La Zaragoza de comienzos del siglo XIX empieza a iluminarse con aquellos farolillos , alimentados de aceite en sus calles más
céntricas. Todos los días debía reponerse el aceite consumido y acudir a la Lonja a por él, formaba parte de su quehacer diario.
Cuando el petróleo sustituyó al aceite, el cierzo cobró menos importancia en su obstinación por dejar a oscuras las calles.
De hecho, aunque no siempre se conseguía anular sus efectos, disminuyó la incidencia del soplido del Moncayo.
Avanzada ya la segunda mitad del siglo, llega el gas. Prácticamente acaba de instalarse en las farolas de la ciudad, cuando a mediados
de la última década del siglo aparece la electricidad. Poco a poco, ésta se va instalando en el encendido diario de las farolas.
A mediados del siglo XX, más de 300 bombillas alumbran las calles de Zaragoza.
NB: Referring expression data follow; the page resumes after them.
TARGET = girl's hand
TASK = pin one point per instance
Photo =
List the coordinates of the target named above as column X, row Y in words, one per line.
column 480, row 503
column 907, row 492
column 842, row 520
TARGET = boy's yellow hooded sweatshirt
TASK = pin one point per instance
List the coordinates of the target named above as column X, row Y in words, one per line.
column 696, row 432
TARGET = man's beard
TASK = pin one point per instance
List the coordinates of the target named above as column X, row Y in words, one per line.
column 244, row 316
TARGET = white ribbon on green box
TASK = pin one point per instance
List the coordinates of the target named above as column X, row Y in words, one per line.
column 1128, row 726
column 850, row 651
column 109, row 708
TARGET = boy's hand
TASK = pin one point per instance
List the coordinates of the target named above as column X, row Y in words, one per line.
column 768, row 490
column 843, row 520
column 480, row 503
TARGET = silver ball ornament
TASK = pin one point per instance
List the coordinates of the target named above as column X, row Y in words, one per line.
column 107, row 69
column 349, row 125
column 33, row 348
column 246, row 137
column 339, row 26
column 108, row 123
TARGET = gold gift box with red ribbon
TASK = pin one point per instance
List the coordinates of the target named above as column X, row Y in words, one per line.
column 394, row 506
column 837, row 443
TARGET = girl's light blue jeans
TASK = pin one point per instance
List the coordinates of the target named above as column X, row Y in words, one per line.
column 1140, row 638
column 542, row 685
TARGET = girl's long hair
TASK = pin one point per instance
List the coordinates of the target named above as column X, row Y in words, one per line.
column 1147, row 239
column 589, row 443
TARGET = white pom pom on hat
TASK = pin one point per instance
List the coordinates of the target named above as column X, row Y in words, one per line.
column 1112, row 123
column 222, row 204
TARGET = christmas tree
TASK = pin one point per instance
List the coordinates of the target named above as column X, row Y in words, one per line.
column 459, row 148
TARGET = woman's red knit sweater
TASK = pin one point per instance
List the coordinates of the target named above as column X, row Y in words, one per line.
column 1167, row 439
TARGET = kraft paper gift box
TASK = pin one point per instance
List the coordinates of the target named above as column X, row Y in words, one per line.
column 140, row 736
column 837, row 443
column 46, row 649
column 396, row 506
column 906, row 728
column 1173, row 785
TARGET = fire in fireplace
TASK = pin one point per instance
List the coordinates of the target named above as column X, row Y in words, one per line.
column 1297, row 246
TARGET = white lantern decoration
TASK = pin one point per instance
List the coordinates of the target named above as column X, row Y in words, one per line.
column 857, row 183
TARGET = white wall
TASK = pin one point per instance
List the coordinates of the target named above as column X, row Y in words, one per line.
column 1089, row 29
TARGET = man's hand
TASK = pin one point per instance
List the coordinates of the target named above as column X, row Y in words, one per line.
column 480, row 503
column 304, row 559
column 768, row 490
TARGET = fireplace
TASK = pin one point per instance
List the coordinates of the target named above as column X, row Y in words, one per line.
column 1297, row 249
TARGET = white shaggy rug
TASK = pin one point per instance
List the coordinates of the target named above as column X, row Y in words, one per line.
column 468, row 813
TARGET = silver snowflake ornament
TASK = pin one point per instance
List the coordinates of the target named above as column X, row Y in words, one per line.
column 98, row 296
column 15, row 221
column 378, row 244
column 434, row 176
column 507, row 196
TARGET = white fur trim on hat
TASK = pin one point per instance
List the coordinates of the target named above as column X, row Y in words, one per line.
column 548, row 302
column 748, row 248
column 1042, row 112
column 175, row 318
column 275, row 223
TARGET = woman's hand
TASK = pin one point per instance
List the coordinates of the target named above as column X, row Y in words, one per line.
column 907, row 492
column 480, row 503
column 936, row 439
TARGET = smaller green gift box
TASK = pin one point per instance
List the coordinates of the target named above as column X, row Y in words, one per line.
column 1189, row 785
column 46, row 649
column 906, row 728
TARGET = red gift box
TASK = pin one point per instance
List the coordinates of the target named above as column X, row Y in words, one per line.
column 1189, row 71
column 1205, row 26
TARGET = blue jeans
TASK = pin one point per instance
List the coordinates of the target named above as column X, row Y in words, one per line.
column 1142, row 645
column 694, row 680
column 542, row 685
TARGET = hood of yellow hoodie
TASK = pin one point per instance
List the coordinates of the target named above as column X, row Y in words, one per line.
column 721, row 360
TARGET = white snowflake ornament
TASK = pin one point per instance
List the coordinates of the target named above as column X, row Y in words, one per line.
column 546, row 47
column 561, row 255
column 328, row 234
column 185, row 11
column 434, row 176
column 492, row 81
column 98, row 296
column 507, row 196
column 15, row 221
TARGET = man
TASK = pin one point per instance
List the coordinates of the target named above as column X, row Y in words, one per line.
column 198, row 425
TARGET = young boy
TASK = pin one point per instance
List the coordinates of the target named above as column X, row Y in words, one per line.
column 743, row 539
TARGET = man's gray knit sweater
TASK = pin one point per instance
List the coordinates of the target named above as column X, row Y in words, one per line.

La figura del farolero no desaparece con su implantación.
Es necesaria su presencia para encender diariamente, una por una, las farolas. Provistos de pértigas, logran alcanzar los interruptores que
éstas disponen en altura. Encenderlas de noche y apagarlas de día será su última función hasta la definitiva automatización del alumbrado público.
No obstante, el FAROLERO/LUCERO, asociado al final con la estampa de sereno, siempre será recordado, más aún por un crápula en apuros, con afecto
y simpatía por los mayores de esta nuestra ciudad.